Mordant and hilarious, lyrical yet laden with menace, Night Boat to Tangier is a tragicomic masterpiece rendered with the dark humour and the hardboiled Hibernian lyricism that have made multi award-winning writer Kevin Barry one of the most striking and admired fiction writers at work today.
APPLE BOOKS REVIEW
Fans of Martin McDonagh, Irish lyricism, and gangsters with hearts of gold will adore this ripping yarn about a pair of thuggish pals on the cusp of retirement. Kevin Barry’s novel doesn’t journey far, physically speaking—his characters spend their time sitting on the dock of the bay, reminiscing.
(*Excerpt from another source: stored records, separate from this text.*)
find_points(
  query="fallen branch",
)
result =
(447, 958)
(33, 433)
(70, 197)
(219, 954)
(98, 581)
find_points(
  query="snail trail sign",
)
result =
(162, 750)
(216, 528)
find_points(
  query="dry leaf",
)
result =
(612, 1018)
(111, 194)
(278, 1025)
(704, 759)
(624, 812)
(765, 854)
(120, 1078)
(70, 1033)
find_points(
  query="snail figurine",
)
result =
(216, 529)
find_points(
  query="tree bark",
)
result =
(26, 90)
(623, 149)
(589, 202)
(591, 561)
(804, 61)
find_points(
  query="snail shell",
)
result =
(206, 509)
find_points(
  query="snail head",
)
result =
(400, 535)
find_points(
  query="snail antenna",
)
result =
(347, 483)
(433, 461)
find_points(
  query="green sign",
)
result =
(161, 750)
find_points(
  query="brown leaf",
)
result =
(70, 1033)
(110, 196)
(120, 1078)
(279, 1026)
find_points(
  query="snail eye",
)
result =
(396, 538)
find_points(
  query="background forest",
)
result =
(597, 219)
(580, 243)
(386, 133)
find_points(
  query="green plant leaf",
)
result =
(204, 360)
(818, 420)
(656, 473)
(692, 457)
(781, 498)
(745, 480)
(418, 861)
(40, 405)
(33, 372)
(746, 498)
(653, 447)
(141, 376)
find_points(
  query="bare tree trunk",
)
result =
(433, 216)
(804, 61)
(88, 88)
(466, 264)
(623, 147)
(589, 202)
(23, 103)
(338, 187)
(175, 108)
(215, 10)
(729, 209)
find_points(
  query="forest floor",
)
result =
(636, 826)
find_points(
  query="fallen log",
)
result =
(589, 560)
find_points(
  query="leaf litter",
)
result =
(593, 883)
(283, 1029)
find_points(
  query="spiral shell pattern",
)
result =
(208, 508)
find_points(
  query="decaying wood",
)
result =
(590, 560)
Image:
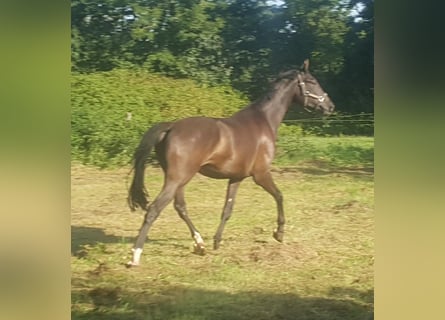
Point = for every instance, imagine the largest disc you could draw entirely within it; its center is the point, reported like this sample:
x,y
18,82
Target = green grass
x,y
323,270
333,151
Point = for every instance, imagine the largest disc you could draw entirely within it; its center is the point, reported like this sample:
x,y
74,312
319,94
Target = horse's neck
x,y
275,105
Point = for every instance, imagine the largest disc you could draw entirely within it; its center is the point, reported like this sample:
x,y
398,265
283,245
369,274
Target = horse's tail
x,y
138,195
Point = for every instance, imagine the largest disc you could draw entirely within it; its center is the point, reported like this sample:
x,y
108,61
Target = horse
x,y
232,148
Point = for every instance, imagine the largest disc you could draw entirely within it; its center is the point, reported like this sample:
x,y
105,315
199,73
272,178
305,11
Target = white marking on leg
x,y
136,255
198,238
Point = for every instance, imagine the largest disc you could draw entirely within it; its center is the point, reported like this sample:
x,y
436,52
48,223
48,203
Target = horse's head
x,y
310,94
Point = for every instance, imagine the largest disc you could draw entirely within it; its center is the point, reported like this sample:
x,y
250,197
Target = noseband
x,y
307,93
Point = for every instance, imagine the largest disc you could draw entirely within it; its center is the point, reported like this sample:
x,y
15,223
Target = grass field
x,y
323,270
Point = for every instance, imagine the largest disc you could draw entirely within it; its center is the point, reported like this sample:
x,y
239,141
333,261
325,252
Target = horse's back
x,y
218,148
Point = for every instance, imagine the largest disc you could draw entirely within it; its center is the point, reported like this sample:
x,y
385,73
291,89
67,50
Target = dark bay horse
x,y
233,148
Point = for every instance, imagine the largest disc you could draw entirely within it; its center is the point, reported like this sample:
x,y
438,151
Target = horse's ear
x,y
305,66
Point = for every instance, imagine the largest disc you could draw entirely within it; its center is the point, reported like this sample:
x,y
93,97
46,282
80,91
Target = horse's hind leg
x,y
265,180
153,211
232,188
182,212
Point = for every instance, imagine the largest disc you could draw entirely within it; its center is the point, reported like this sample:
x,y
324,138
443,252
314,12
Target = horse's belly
x,y
224,172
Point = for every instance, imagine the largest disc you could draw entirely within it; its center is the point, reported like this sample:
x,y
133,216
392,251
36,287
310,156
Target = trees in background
x,y
241,43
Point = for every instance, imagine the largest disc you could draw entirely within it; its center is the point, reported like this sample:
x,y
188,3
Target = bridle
x,y
307,93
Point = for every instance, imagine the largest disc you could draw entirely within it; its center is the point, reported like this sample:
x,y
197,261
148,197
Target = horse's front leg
x,y
265,180
232,188
181,209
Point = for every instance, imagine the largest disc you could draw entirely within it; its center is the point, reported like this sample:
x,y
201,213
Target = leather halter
x,y
307,93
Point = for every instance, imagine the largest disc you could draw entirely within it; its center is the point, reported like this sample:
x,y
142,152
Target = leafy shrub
x,y
102,103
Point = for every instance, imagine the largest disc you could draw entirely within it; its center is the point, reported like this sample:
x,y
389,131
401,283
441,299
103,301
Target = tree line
x,y
238,43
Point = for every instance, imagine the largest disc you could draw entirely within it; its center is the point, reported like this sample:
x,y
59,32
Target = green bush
x,y
102,134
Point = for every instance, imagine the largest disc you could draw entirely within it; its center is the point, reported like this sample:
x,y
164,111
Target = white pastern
x,y
198,238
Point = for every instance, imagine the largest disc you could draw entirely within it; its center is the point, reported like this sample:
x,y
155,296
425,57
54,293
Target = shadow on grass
x,y
320,168
188,303
89,236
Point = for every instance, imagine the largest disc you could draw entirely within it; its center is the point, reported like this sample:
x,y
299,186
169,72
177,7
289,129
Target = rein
x,y
307,93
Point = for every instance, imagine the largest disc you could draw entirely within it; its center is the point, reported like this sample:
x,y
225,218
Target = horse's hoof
x,y
199,249
278,235
131,264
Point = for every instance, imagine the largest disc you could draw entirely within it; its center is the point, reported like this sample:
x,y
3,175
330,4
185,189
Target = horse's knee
x,y
180,209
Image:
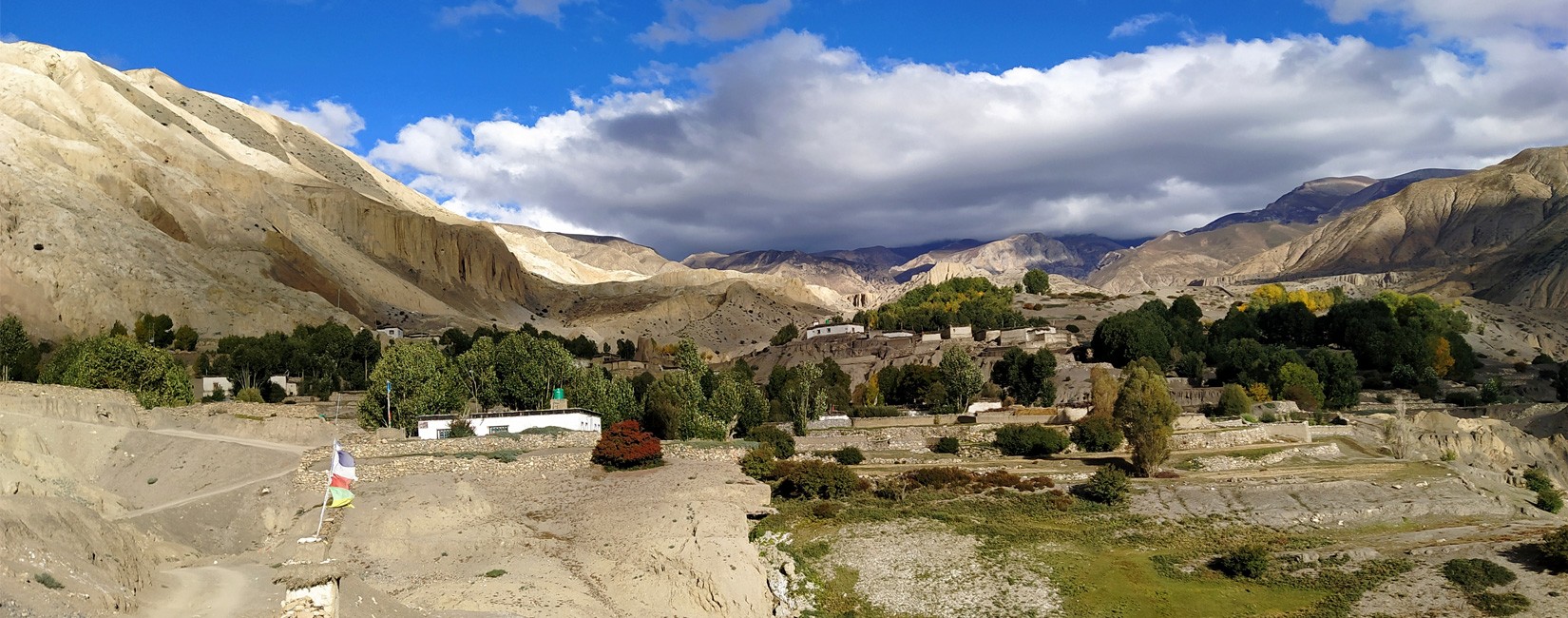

But through banter that feels like it jumped right out of a stylized buddy flick, he conjures meticulous portraits of two lives lived—and lived hard. Nimble and pungent with smoke and booze, Night Boat to Tangier is deadly good.
PUBLISHERS WEEKLY
A pair of Irish drug runners who've seen better days haunt a ferry terminal in southern Spain in search of a missing woman, in Barry's grim and crackling latest (after Beatlebone). Maurice Hearne and Charlie Redmond had a long and profitable run in drug smuggling, but now, with both just past 50, they are out of the business after a decline in their fortunes. The two stalk the ferry terminal in search of Maurice's daughter, Dilly, whom they haven't seen for three years but believe will be showing up on a ferry there, either coming from or going to Tangier. As the men wait and scan the crowds, they reminisce on better days and an unfortunately textbook betrayal, and flashbacks to pivotal moments in Maurice's adult life reveal a torturous history. Whether Dilly is actually Maurice's daughter is an animating question of the narrative, along with what the men's true intentions are. Barry is a writer of the first rate, and his prose is at turns lean and lyrical, but always precise. Though some scenes land as stiff and schematic, the characters' banter is wildly and inventively coarse, and something to behold. As far as bleak Irish fiction goes, this is black tar heroin.